Luego del incidente, la madre de Milciades fue echada del penal. Abatida por la situación, Ángela ya pone en duda el cumplimiento de la resolución de libertad condicional de su hijo.

Néstor Castro

Néstor Castro tiene 29 años. Lleva casi 11 meses preso por el caso Curuguaty. El día de la masacre perdió a un hermano y otro está preso en Coronel Oviedo. Su padre, Don Mariano, es el presidente de la Comisión de Víctimas de Curuguaty. Como la mayoría de los campesinos presos, está acusado por la Fiscalía por invasión de inmueble, homicidio doloso en grado de Tentativa y Asociación Criminal.

Que la fiscalía no haya aportado todavía ni una sola prueba razonable contra los campesinos es un detalle menor.

Que las tierras donde ocurrió la masacre sean propiedad del Estado paraguayo y hasta hoy sigan siendo usurpadas por la empresa Campos Morombí para plantar soja no tiene importancia alguna.

Que Néstor tenga serias dificultades para alimentarse, producto del balazo que le destrozó la mandíbula el 15 de junio pasado, no importa.

Porque Néstor es campesino. No es dueño de ningún supermercado siniestrado, ni ex líder de una barra de fútbol, ni dueño de plantaciones de soja, ni tiene apellido gringo.

En Paraguay, los presos pobres no votan, no tienen comida, ropa, techo, condena, ni más derecho que el de la agonía diaria hacia la muerte. Andrés, Sindulfo, Milciades, Rubén y Néstor si bien vienen de lugares distintos, comparten una misma desgracia: la de ser presos pobres.

No les diré que los presos con dinero la pasan bien, un preso es un preso, pero unas monedas de más y algunos contactos adentro te otorgan otro status. En todas las cárceles están los presos VIP, poderosos que cayeron en desgracia por traición, torpeza o falta de amigos bien posicionados. Esos son los que tienen habitación propia, comida de lujo, televisión con cable, internet, libre tránsito en las cárceles, y otras comodidades que sólo el dinero compra.

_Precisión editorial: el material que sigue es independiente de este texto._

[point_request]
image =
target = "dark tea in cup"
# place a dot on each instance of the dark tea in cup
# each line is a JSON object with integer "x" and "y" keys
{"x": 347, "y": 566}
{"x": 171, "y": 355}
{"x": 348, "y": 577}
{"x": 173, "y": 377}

Las cárceles son solo una reproducción a pequeña escala, una fotografía en blanco y negro de lo que nos pasa afuera a todos. Para el rico todo, para el pobre nada. Sencillo. Y para quien se atreva a levantar la cabeza está la cárcel, sino pregunten a los 6 presos políticos del caso Cecilia, o a los 14 presos políticos de Curuguaty.

Y exactamente para eso es que está el Estado, para amansarnos y educarnos con los valores de la clase dominante. Al que no le gusta que respire agrotóxicos, o que fume crack, o que vea tele, o un par de cachiporras, o balas, o rejas.

Al cerrar la visita a los compañeros, Luis Casabianca recordó que Derlis Villagra (ex Secretario General de la Juventud Comunista, desaparecido por la dictadura) le dijo una vez: “La primera medida de un gobierno revolucionario deber ser la libertad inmediata de todos los presos del país”.

Suena escandaloso, pero creo que tiene razón.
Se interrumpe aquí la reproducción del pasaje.